Examination for Lung cancer

肺癌検診

 
[肺癌検診とは]
 肺癌で死亡される患者さんが男性では胃癌を抜いて癌死亡の中で第1位になりました。何故肺癌は治らないのでしょうか。それは肺癌は早い時期といっても2センチぐらいにならないと発見されないため、発見されたときには既に遅いことが多いのです。小さくて早い時期の肺癌を普通のレントゲン写真で見つけることは困難です。そこでヘリカルCTという新しいCTを用いてこのミリ肺癌を見つけようというわけです。

この肺癌検診の内容は次のとおりです。

 胸部のX線撮影を、体の向きを変えて4枚撮影します。普通の人間ドックや肺癌検診では1枚ですが、これでは肺の20%が心臓や縦隔の影に隠れています。この隠れる部分をなくすのが4枚撮る理由です。
 テーブルの上に乗って、大きく息を吸ってから息を止めてください。25秒程息を止めていただければ十分です。
 血液の検査をします。腫瘍マーカーという癌細胞の成分が、血液の中に混じっているかどうか知るためです。
 痰の中に癌細胞があるかどうか調べるためです。CTでは見つからない、中枢側の気管支にできた癌を見つけるための検査です。
 

 通常のレントゲン写真では発見できない肺癌が、このヘリカルCTにより、ずいぶん見つかるようになりました。
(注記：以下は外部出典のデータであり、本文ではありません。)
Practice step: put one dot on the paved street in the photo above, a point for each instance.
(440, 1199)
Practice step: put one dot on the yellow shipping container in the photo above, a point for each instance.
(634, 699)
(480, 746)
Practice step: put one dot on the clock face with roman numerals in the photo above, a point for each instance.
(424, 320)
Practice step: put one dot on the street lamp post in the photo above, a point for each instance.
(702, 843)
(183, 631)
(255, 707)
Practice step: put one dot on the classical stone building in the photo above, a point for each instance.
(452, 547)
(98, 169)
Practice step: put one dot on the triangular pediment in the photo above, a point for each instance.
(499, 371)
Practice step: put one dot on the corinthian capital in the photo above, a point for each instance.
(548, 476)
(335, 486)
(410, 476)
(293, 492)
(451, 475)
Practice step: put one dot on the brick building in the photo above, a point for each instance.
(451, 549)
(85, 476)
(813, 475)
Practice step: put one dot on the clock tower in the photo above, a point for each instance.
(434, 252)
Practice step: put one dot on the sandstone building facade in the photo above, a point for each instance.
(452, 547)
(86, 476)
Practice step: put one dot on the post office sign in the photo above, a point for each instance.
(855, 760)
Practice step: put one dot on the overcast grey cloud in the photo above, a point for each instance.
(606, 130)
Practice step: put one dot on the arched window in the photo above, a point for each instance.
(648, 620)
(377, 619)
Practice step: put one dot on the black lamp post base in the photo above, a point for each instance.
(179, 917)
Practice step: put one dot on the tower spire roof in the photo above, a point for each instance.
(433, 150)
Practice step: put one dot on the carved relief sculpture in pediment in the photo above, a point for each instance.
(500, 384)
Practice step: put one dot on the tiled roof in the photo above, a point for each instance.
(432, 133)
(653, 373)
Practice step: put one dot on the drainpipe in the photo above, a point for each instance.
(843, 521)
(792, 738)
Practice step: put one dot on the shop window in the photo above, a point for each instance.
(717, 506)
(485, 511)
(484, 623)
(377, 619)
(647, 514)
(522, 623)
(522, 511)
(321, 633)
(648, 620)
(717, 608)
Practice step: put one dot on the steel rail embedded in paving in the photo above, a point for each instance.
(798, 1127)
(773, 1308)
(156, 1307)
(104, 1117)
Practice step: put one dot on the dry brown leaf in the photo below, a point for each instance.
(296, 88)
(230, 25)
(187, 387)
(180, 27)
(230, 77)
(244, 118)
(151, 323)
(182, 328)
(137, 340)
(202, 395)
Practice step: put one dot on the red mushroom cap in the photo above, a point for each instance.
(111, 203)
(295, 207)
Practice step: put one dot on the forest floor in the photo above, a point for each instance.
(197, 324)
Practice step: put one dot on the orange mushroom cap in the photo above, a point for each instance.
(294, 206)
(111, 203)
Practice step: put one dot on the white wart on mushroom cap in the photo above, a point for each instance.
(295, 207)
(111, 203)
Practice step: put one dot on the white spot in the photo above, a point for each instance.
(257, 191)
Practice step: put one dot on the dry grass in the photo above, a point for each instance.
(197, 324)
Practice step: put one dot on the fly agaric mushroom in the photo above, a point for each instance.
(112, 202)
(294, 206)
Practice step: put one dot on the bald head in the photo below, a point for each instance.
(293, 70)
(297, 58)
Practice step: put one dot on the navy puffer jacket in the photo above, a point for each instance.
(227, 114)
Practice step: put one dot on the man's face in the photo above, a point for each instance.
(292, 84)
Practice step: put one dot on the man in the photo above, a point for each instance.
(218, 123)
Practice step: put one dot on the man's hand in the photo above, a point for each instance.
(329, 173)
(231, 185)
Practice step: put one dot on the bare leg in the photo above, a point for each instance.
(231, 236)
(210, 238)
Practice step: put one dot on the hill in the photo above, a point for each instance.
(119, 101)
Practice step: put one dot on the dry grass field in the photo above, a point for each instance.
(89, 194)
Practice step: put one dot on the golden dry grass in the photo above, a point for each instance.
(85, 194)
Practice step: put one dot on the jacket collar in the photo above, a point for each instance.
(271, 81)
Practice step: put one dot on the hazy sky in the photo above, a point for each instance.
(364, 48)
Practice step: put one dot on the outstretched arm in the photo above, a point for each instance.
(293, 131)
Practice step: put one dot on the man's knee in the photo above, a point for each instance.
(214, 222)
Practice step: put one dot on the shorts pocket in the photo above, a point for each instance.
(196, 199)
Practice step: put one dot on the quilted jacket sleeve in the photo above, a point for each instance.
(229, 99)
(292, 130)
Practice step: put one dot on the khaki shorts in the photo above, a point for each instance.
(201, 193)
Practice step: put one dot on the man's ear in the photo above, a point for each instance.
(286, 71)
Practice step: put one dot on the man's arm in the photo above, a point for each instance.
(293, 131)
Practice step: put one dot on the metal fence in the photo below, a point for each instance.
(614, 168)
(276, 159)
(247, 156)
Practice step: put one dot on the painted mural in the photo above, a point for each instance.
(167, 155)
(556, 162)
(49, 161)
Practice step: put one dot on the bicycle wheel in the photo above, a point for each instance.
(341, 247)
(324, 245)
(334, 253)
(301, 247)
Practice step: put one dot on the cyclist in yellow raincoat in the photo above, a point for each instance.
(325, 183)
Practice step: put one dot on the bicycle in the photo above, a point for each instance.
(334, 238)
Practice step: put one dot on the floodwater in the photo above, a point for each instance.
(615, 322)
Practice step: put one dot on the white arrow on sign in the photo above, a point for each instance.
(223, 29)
図1は80歳、男性のレントゲン写真ですが、異常陰影は認められませんでした。しかし、胸部CTでは右肺の矢印の位置に直径約7mmの肺癌が発見されました(図2)。この患者様は、当院で胸腔鏡下に手術を施行して現在まで再発なく経過しています。

図1 胸部レントゲン写真 図2 胸部CT
 このように早い時期に発見し治療すれば、肺癌といってもなおる可能性がかなりあるのです。また、胸部レントゲン、胸部CTで異常が見られなくても、喀痰の中から癌細胞が見られることがあります。これは、気管支の中枢部に癌ができている場合に多く見られます。 図3は喀痰中に見られた癌細胞です。提出していただいた痰に特殊な染色を行い、私たち臨床細胞学会指導医が判定いたします。
図3 喀痰中に見られる悪性細胞
 以上が肺癌検診の内容ですが、この肺癌検診は年1回では不十分です。できれば年2回受けられることをお勧めします。